En otra parte escribí que en la sala de redacción veíamos las mismas máquinas de escribir que en los telégrafos. Los ceniceros repletos, los compañeros desvelados, alegres o serios, telegrafistas periodistas. Los escritorios de metal. Las fichas de dominó. Mandábamos mensajes. Éramos periodistas en espera de la clave Morse que nos dijera quiénes éramos y de qué servía el periodismo.
Una noche llegó el telegrama: no sirve más que para ser un transmisor, un organizador de frases e ideas ajenas, al servicio de la comunidad y del poder, un correveidile, desde la ingenuidad propia de los ciudadanos que no imaginan lo que hacen quienes están verdaderamente en la dimensión fantástica del poder y del crimen. Un trabajo de escritores sin el narcisismo de la autoría.

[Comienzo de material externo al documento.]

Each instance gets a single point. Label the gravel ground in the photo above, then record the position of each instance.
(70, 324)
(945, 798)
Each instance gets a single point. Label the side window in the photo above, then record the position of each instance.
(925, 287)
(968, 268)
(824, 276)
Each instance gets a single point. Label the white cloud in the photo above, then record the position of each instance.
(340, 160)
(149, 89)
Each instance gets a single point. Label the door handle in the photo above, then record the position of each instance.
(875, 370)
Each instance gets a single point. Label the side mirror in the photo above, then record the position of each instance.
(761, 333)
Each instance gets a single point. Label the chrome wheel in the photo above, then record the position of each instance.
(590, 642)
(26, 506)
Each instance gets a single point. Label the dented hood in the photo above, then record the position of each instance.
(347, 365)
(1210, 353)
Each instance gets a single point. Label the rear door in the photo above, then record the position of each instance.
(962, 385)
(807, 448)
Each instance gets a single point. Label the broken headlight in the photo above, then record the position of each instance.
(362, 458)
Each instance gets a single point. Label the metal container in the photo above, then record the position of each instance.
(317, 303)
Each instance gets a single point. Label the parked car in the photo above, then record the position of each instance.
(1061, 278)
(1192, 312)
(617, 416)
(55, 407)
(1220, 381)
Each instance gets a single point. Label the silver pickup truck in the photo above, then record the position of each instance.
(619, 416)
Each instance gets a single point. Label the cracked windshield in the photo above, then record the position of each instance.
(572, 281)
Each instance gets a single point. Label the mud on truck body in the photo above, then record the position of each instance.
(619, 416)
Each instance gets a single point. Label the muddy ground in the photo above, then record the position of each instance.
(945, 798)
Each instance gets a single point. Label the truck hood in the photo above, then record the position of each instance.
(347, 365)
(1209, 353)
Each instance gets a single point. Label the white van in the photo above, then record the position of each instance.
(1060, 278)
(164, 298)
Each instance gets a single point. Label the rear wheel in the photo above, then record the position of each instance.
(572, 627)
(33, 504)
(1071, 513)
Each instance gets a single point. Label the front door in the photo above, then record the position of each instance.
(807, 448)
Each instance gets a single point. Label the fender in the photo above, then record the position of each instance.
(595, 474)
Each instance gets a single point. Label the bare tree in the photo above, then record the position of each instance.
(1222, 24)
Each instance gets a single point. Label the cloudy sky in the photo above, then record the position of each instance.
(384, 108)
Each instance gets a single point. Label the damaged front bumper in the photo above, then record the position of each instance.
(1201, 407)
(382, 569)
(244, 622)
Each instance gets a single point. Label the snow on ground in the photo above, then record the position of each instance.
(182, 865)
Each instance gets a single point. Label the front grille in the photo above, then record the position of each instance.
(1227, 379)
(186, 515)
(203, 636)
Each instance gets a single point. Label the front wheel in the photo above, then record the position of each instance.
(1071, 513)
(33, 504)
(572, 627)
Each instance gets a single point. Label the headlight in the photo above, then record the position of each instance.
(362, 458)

Fantaseábamos con que la redacción de la revista en la colonia del Valle era una base de cazas militares en el golfo de California y que librábamos una batalla aérea con nuestras máquinas de escribir que eran como metralletas voladoras y como nuestros aeroplanos que sonaban como saxofones, según decía William Faulkner, en una isla de Fresas como la de Trampa 22 en el Mediterráneo.
Julio, el comandante en jefe, andaba solo en su messerchmidt y se comunicaba por radio a la base con nosotros. Había reporteros muy valientes que arriesgaban la vida en sus spitfires, zeros, vultees, mustangs, tigersharks: cada uno en su avión caza, Paco, Efrén, Vicente, el Gerry Galarza, Nacho Ramírez, Marín, Corro, Rafael, Armando, Cabildo, Rodrigo Vera, Homero, Lucía Luna, Anne Marie, Elías, el Billy Correa y el Fede Erratas. Conocimos el país. Volamos sobre la Baja Caalifornia, el desierto de Sonora, la barranca del Cobre y la selva chiapaneca. Nos encantó combatir juntos -con nuestro mariscal de campo a la cabeza- durante treinta y cinco años. No ganamos ni perdimos. Quedamos empatados con la vida.